Posted on 04/22/2010 11:47:48 AM PDT by BluesDuke

The Inner Sanctum Mysteries: The Melody of Death (CBS, 1944)

He has reached his centenary still alive and (one hopes) well, far enough older than commercial radio itself, for which he created some of the best—or, at least, some of the most memorable—programs old-time radio had to offer. From the first known CBS daytime soap opera (The Little French Princess) to The CBS Radio Mystery Theater, whose concept of resurrecting old-style radio drama was as imperative as its execution was inconsistent, and no few stops in between. Such stops as The Adventures of The Thin Man, Bulldog Drummond, Flash Gordon, Grand Central Station, and (especially) The Inner Sanctum Mysteries, to name a mere few.

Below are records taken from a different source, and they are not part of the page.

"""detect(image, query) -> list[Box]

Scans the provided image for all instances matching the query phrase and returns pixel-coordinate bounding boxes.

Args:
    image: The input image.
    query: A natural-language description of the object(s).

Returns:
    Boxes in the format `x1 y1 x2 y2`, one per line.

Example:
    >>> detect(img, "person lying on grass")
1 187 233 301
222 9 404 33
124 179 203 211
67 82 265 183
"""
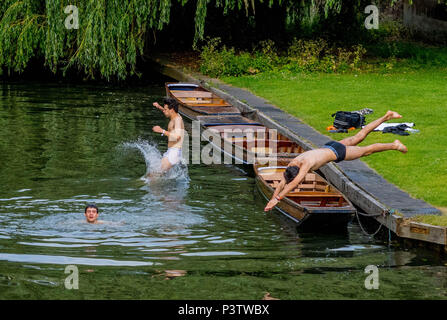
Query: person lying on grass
147 98 185 177
264 111 408 211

And it started when this Cleveland native stepped in front of a City College of New York microphone to read poetry on radio.

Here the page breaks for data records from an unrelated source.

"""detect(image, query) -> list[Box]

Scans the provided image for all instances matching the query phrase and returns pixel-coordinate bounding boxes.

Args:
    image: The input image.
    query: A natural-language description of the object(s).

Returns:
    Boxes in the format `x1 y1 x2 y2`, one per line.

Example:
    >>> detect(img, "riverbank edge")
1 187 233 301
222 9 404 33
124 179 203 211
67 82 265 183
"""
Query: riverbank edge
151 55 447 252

[O]f all of [his] many successes, his most enduring creation remains Inner Sanctum, as much for its squeaky opening door as for the shows themselves . . . Even in its heyday, however, it was a little over the top . . . with its frequent hideous screams in the night. The shows now sound more campy than scary—not unlike the schlocky spook shows that now drift onto the tube late Saturday nights. They were intended to be nothing more or less than campfire ghost stories featuring the best ghouls [his] money could buy—Boris Karloff, Peter Lorre, Claude Rains, Raymond Massey, Paul Lukas, etc.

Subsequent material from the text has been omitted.